Veer-Zaara, au fond, pourrait se limiter à ces éléments traditionnels sans démériter. Dans le genre, c’est une série A de luxe. Mais le film de Yash Chopra a quelque chose de plus. Une habileté de vieux faiseur, dirait-on. Et puis, surtout, une grande intelligence de mise en scène, où s’entremêlent cinéma et religion. La comparaison n’est pas trop forte : dès l’apparition de Shahrukh Khan, face caméra, au début du film, le statut surhumain de l’acteur (et, par extension, de ses partenaires) est définitivement confirmé. Au fur et à mesure que se déroule l’histoire (traditionnel amour impossible, ici entre Veer l’Indien et Zaara la Pakistanaise), les références sont de plus en plus criantes : vers la fin, alors que Veer et Zaara se retrouvent devant la porte d’une immense cathédrale, il y a quelque chose de la gravure religieuse longuement contemplée, à la fois dans la forte expressivité de leur visage et leur quasi immobilité physique. Enfin, les numéros musicaux – comme le magnifique Lodi – se transforment un peu, grâce à leur agencement chorégraphique, en un immense et joyeux rituel. Dans cette esthétique du sacré, le cinéaste tient lieu de maître de cérémonies, hypnotisant à la fois les acteurs de son film, qu’il conduit parfaitement là où il l’entend, et les spectateurs, fascinés par le conte exemplaire qui se déroule sous leurs yeux.

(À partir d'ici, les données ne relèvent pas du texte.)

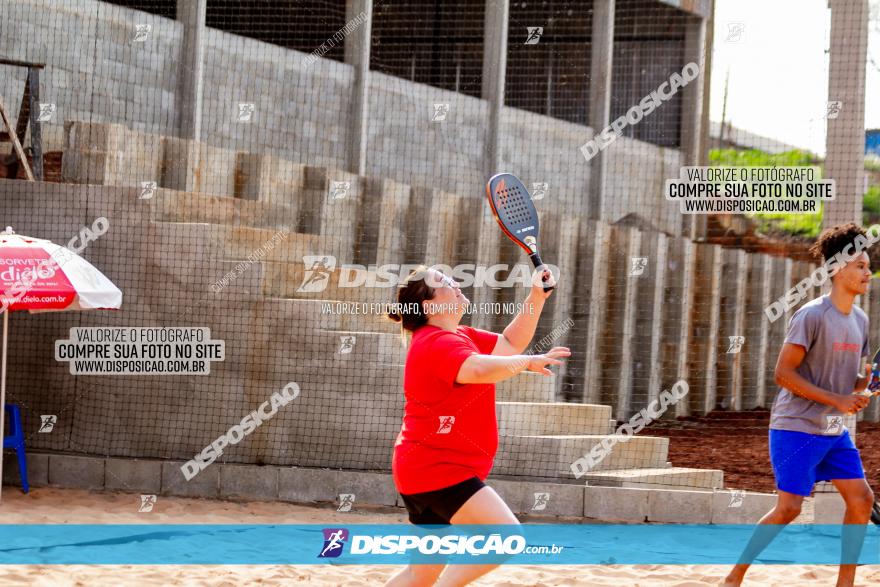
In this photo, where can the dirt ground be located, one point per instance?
(736, 442)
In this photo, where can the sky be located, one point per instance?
(778, 68)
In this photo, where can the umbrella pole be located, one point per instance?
(3, 392)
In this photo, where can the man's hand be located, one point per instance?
(852, 404)
(862, 382)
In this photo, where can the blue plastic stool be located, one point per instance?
(15, 441)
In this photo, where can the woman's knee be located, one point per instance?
(789, 510)
(485, 507)
(862, 501)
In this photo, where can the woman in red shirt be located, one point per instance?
(449, 435)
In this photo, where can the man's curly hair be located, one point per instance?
(834, 240)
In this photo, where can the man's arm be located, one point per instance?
(790, 358)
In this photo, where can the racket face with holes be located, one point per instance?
(514, 210)
(874, 383)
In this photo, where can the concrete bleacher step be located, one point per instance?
(323, 279)
(551, 456)
(527, 387)
(241, 243)
(534, 419)
(658, 478)
(169, 205)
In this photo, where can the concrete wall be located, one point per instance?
(95, 72)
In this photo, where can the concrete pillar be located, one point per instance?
(733, 307)
(599, 111)
(679, 299)
(692, 110)
(357, 54)
(650, 287)
(620, 322)
(192, 65)
(757, 332)
(593, 263)
(782, 280)
(494, 71)
(872, 308)
(705, 323)
(845, 137)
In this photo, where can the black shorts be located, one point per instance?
(438, 506)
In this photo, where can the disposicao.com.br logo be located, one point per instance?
(428, 544)
(320, 269)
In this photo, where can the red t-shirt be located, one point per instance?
(449, 432)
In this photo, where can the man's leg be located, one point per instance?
(788, 507)
(859, 500)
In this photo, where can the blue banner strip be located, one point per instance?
(576, 544)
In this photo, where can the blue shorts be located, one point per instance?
(800, 459)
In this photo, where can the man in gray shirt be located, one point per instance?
(820, 373)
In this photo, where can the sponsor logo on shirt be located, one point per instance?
(847, 347)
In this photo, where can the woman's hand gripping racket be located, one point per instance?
(515, 212)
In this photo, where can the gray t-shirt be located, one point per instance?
(835, 343)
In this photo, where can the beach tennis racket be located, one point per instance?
(515, 212)
(874, 383)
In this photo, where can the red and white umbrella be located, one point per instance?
(39, 276)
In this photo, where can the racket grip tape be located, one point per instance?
(536, 261)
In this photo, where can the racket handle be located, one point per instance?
(536, 261)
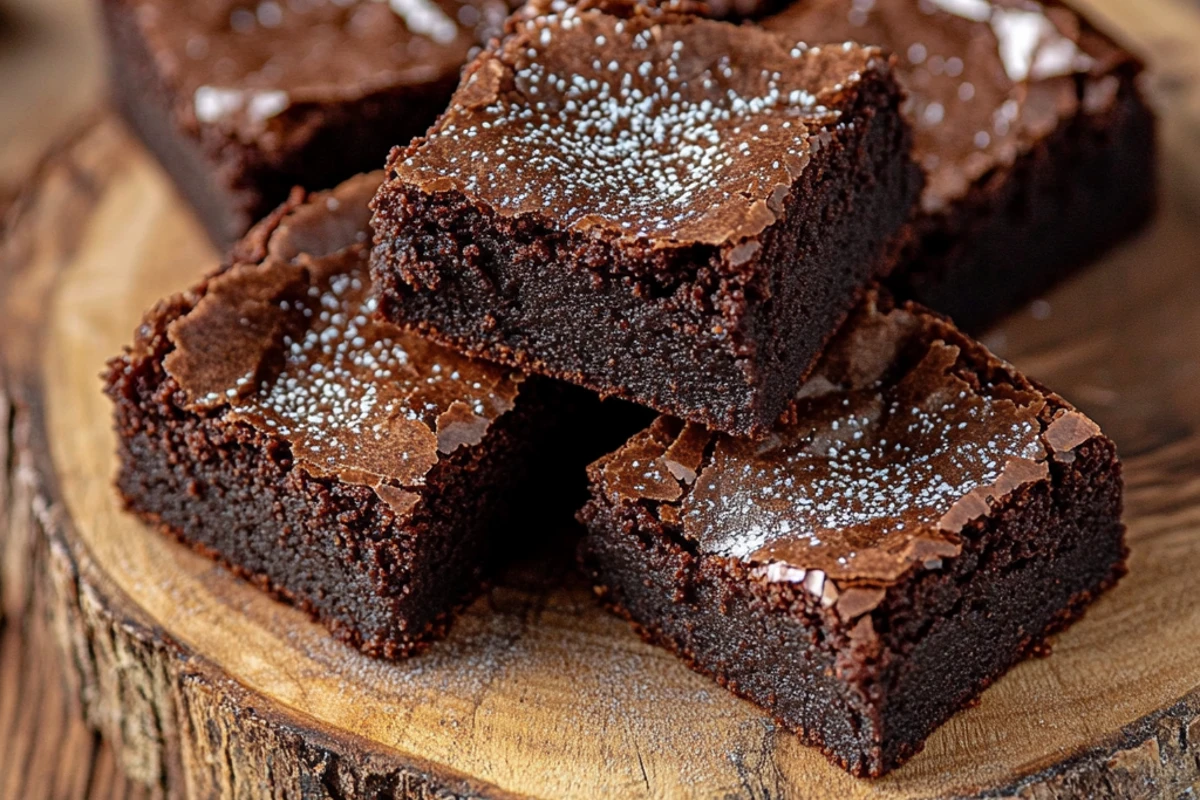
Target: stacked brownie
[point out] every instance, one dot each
(1030, 124)
(268, 419)
(849, 511)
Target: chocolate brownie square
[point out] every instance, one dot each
(1037, 142)
(243, 101)
(919, 523)
(267, 419)
(672, 210)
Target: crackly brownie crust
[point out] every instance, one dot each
(864, 639)
(708, 300)
(353, 479)
(241, 107)
(1038, 143)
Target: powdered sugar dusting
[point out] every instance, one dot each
(647, 132)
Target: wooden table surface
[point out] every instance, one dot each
(49, 78)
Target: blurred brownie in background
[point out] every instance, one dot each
(243, 100)
(1037, 142)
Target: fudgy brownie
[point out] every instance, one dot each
(1037, 142)
(921, 522)
(244, 100)
(673, 210)
(268, 420)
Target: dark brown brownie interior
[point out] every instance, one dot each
(925, 518)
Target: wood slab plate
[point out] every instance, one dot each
(209, 689)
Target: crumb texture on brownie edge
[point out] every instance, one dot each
(285, 341)
(648, 121)
(861, 428)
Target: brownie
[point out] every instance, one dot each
(1037, 142)
(667, 209)
(243, 101)
(268, 420)
(921, 522)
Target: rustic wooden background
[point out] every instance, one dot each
(51, 78)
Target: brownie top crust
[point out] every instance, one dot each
(985, 78)
(239, 64)
(286, 341)
(649, 126)
(906, 433)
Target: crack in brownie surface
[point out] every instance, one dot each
(269, 420)
(295, 349)
(669, 133)
(921, 519)
(669, 209)
(1030, 124)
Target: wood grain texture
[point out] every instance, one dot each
(204, 687)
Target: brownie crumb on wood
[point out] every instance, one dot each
(667, 209)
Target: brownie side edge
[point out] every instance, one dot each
(868, 702)
(335, 551)
(636, 322)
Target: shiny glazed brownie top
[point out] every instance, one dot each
(289, 344)
(240, 62)
(985, 78)
(906, 432)
(658, 127)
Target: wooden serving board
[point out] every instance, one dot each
(207, 687)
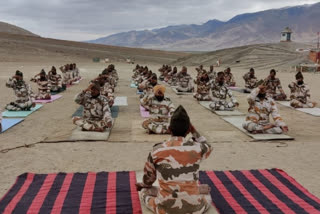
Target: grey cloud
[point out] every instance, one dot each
(88, 19)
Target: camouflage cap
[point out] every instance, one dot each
(179, 116)
(299, 75)
(19, 73)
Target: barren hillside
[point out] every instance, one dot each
(30, 48)
(260, 56)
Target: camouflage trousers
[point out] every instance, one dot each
(297, 104)
(257, 128)
(20, 106)
(43, 96)
(221, 105)
(184, 89)
(278, 97)
(90, 125)
(56, 88)
(202, 97)
(149, 198)
(156, 127)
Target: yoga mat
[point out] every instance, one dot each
(181, 93)
(221, 113)
(312, 111)
(102, 192)
(53, 98)
(132, 85)
(79, 135)
(238, 89)
(237, 121)
(9, 123)
(144, 113)
(258, 191)
(121, 101)
(114, 112)
(21, 114)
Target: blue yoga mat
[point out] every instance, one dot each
(133, 85)
(9, 123)
(21, 114)
(114, 112)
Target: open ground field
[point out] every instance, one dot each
(128, 145)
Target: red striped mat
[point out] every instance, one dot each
(103, 192)
(259, 191)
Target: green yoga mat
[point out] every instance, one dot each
(20, 114)
(114, 112)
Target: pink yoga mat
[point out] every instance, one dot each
(53, 98)
(144, 112)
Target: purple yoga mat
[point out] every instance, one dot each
(144, 112)
(53, 98)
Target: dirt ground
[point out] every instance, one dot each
(128, 145)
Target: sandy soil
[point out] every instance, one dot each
(129, 145)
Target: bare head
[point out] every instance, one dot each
(273, 74)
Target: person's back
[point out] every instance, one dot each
(176, 163)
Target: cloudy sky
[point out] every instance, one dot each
(89, 19)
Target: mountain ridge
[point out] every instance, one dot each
(243, 29)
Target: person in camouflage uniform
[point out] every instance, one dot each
(173, 78)
(0, 121)
(111, 68)
(184, 81)
(203, 88)
(161, 109)
(260, 108)
(229, 78)
(75, 73)
(220, 93)
(55, 80)
(23, 93)
(105, 89)
(251, 80)
(44, 86)
(66, 74)
(212, 74)
(96, 114)
(175, 163)
(300, 93)
(273, 84)
(169, 76)
(148, 91)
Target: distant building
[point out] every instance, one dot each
(286, 35)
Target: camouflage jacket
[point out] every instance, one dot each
(160, 110)
(176, 163)
(184, 81)
(95, 109)
(54, 79)
(249, 81)
(222, 92)
(21, 89)
(229, 79)
(299, 92)
(203, 87)
(43, 86)
(272, 85)
(260, 111)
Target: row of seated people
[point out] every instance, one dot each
(207, 87)
(47, 84)
(182, 81)
(154, 100)
(176, 175)
(97, 101)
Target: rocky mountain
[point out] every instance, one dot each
(12, 29)
(245, 29)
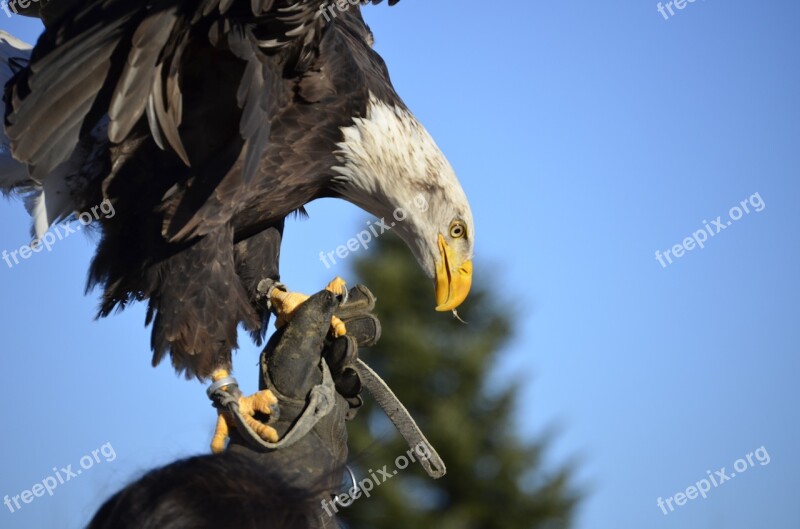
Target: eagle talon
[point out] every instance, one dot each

Exemplarité de l’histoire : plutôt que dans la forme, digne des meilleurs films hindi, c’est dans le fond que le cinéaste « assure » le moins. Cinéaste d’origine pakistanaise, Chopra s’est beaucoup impliqué dans cette histoire d’amour niant les frontières et prônant la réconciliation entre les deux grands ennemis de la Partition de 1947. Il prend parfois le ton autoritaire du pédagogue, comme avec la chanson « Aisa Des Ai Mera » (« Ceci est mon pays »), pour expliquer que les différences entre les pays sont si infimes qu’il est presque inutile, voire impossible, d’en parler. Le message est beau mais simpliste, comme engoncé dans les codes immuables du genre. On sent pourtant qu’à la manière d’un Ashutosh Gowariker (Swades) ou d’un Mani Ratnam (Dil Se, Bombay), Yash Chopra aimerait donner une conscience à Bollywood. L’objectif n’est pas tout à fait abouti ? Qu’importe ! Le plaisir, lui, est intact. À voir impérativement sur grand écran.